I did look at the section of the joint study that very briefly summarized findings of the CGE modelling done on both sides, some in Japan, and some in Canada. Then they developed a range of estimates, like other CGE models of a trade agreement, based on the assumption of full employment and the maintenance of full employment. In essence, this forces a positive result, because when you make that assumption, everyone in the country is going to be employed after a free trade agreement, and market forces will ensure that they're doing something relatively more productive, just as is assumed in the traditional comparative advantage model of free trade.
The problem, of course, is that the full employment assumption and the representative household assumption, which also assumes that every Canadian will share equally in the gains and losses from a free trade agreement, are completely invalid in the real world economy. What really happens with a trade agreement in the real world is that if your net exports increase, if you sell more than you import, then you will get benefits, not just from mutual specialization, but from more output and more employment. If the reverse happens, then you'll get net losses. So either can happen. It depends on the competitiveness of your country's products, and the relative impacts of the trade liberalization on the two sides.

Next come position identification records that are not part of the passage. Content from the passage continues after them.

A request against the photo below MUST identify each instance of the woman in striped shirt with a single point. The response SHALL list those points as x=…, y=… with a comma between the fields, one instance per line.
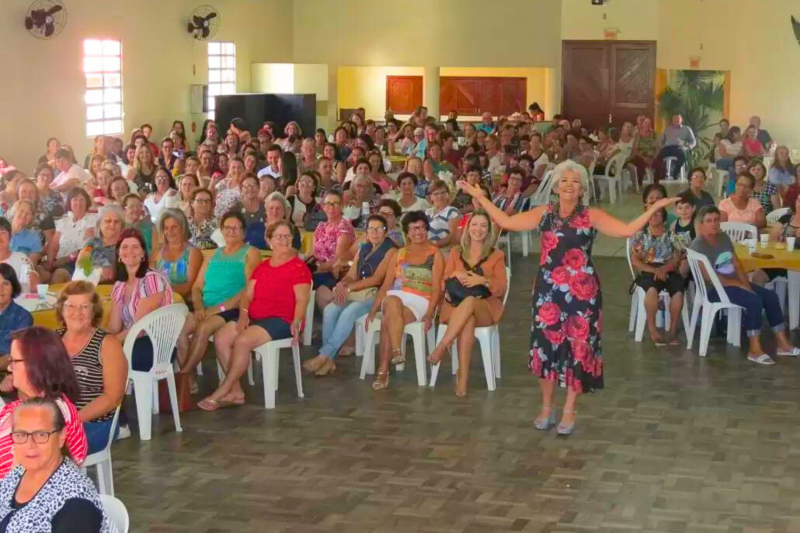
x=41, y=368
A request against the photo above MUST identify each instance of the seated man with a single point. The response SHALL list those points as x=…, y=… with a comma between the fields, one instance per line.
x=755, y=300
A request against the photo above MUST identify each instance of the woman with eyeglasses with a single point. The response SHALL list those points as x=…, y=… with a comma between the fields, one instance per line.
x=96, y=355
x=46, y=488
x=353, y=295
x=273, y=307
x=410, y=292
x=40, y=368
x=217, y=291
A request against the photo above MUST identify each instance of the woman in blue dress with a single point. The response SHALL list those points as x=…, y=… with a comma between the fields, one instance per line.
x=567, y=301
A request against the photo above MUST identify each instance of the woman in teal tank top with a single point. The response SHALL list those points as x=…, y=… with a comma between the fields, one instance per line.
x=216, y=291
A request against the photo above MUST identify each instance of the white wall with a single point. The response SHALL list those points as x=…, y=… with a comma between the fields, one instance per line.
x=41, y=94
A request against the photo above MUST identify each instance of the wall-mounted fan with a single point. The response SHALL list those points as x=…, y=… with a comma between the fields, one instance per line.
x=46, y=18
x=203, y=22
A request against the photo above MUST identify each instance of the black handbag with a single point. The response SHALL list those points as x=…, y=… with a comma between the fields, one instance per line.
x=455, y=292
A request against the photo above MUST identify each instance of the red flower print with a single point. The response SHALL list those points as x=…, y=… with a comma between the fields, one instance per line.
x=575, y=259
x=549, y=241
x=577, y=328
x=581, y=221
x=583, y=286
x=560, y=276
x=548, y=314
x=556, y=336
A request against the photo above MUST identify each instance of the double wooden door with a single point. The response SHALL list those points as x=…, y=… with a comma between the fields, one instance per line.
x=607, y=83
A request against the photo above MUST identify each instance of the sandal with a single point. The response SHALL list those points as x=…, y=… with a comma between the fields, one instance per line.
x=379, y=384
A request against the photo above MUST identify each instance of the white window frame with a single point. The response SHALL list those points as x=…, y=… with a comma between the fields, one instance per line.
x=103, y=99
x=221, y=71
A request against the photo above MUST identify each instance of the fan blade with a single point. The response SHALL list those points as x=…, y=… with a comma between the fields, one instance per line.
x=796, y=27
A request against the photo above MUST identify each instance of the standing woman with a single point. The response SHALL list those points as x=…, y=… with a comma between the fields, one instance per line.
x=565, y=338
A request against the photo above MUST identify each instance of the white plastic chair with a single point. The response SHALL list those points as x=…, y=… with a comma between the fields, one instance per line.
x=163, y=326
x=489, y=341
x=418, y=336
x=739, y=231
x=773, y=217
x=612, y=176
x=102, y=460
x=117, y=512
x=708, y=308
x=638, y=313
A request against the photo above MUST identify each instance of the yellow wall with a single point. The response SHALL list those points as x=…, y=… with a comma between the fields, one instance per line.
x=536, y=79
x=366, y=87
x=41, y=93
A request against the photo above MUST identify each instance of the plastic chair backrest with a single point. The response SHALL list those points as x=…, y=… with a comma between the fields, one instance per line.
x=739, y=231
x=695, y=260
x=773, y=217
x=163, y=326
x=116, y=512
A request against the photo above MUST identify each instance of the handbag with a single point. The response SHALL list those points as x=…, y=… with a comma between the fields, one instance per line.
x=455, y=292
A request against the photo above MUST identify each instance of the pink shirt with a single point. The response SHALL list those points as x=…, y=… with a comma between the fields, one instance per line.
x=748, y=215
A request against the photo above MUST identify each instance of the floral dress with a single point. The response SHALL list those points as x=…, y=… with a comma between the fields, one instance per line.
x=567, y=304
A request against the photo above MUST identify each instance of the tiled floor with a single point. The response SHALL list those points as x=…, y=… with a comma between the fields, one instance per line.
x=675, y=443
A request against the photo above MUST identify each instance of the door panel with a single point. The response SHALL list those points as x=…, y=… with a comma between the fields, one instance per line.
x=403, y=93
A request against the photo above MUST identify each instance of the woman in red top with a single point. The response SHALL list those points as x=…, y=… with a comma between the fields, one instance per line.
x=41, y=368
x=272, y=308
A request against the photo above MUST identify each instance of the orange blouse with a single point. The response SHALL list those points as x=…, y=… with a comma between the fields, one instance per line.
x=494, y=269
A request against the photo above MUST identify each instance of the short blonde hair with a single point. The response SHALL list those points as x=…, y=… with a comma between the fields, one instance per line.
x=75, y=288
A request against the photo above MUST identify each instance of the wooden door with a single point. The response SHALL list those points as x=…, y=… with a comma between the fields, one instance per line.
x=606, y=83
x=403, y=94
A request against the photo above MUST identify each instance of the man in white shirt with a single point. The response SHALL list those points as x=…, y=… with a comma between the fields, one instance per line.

The conclusion of that joint report with the simulations of the CGE models, which were not fully documented there.... I would have to see more detail on how the models were actually specified, but I do not accept them as credible. In fact, I have written a scholarly article, which I've referred to your clerk, detailing the way CGE models are completely dependent on those unrealistic assumptions and proposing what I would view as more relevant and more reliable methodologies for estimating the impact of trade liberalization on employment, income, and investment.